A bill in the Louisiana Legislature to abolish the Board of Regents has it exactly backwards.

HB 391 by Republican state Rep. Dixon McMakin would amend the Constitution to do this, transferring current Board functions to other parts of state government, in a move described as cost-saving. McMakin called the Regents “duplicative” and that the agency didn’t “serve a positive impact on our students.”

He got it half-right: duplication is a big problem in the state’s overbuilt higher education system, with too many schools chasing too few students. And that’s reflected in the actual duplicative agencies whose functions need to be transferred to the Regents and abolished themselves: the four governance systems — the Louisiana State University System, the University of Louisiana System, the Southern University System, and the Louisiana Community and Technical Colleges System — along with their supervisory boards.

States have all sorts of models to oversee higher education. Generally, there are three components to these: a coordinating board that sets policy regarding all delivery, system governing boards that administer collections of institutions (with a common division between senior and junior/technical schools), and governing boards for individual campuses. Few states have all three, and some have just one board responsible for both coordination and governance for all institutions. The most common model is a coordinating board with either a system or two to oversee, or several institutions with their own boards. The majority of states have a coordinating agency like the Board of Regents, and of those that don’t, the most typical model is one where there is either a governing board for all institutions or a pair split between senior and junior/technical schools.

Louisiana has arguably the second-craziest model of the bunch. It not only has the Regents to coordinate, but then the three senior and one junior/technical boards to govern. Only Texas, with far more institutions and student population, has more systems below a coordinating agency. Other large states have fewer top-heavy models, typically preferring coordination either with individual campuses having governance boards or with fewer systems. States with Louisiana’s student population (and, notably, fewer community and technical colleges and far fewer senior institutions, typically) are even less porcine at the top.

To eliminate the Regents would create a situation with four management boards determining the minutiae of higher education policy. That would complicate articulation agreements smoothing out transfers between schools and pouring associates degrees into bachelors, oversight of programs to prevent duplication and inefficiency, and having a common set of general education requirements, among other things. That’s because, if left to their own devices, each system will go into business for itself without a care about any bigger plan (the state does have one).

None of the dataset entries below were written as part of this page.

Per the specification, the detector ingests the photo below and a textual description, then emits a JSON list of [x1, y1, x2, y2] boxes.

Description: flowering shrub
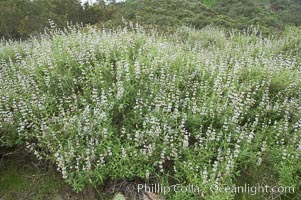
[[0, 25, 300, 199]]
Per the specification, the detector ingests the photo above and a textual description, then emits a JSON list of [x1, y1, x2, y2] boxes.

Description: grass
[[0, 148, 70, 200], [0, 148, 115, 200]]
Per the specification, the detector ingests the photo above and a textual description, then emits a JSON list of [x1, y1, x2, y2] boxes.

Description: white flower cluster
[[0, 25, 300, 191]]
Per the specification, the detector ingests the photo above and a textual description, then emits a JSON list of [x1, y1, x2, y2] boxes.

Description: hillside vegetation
[[1, 0, 301, 40], [0, 24, 301, 199], [115, 0, 301, 33]]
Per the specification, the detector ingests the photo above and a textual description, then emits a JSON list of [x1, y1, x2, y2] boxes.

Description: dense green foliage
[[211, 0, 301, 30], [1, 25, 300, 199], [117, 0, 301, 34], [0, 0, 114, 39], [1, 0, 301, 40]]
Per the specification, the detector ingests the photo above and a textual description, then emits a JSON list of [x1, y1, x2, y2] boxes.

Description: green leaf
[[113, 193, 126, 200]]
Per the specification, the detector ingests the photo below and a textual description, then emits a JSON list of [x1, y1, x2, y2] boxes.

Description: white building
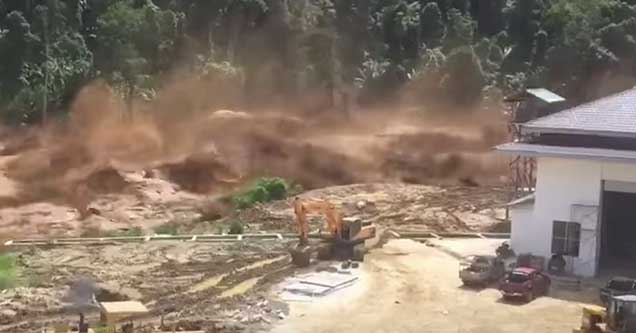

To see how this could degrade state higher education, look no further than “holistic” admission criteria Louisiana State University embarked upon some years ago. In essence, it ignored Regents standards on the necessity (with some regulated exceptions) of standardized test scores as a necessary component to admissions, which (captured subsequently by data) eventually lowered standards and now has led to a small retreat. This all came about with the LSU Board of Supervisors thumbing their noses at the Regents (who admittedly didn’t fight this as they should have).

If McMakin and legislators really were serious about excising duplicative spending, they would emulate a couple of bills from a decade ago that would have wiped out the four systems and put all coordination and governance under a panel like the Regents, but with additional governance responsibilities. That would put Louisiana in line with models in other states that have worked out well.

The Board of Regents should be part of the solution to right-sizing Louisiana higher education that includes ideally both merging institutions and downgrading some four-year institutions to two-year status — but at the very least paring away supervisory boards. Politics likely will prevent any of this and if nothing like that happens, the current arrangement, as wasteful as it is, would be made worse without a check on the supervisory boards inducing chaos. McMakin’s bill needs a swift dismissal.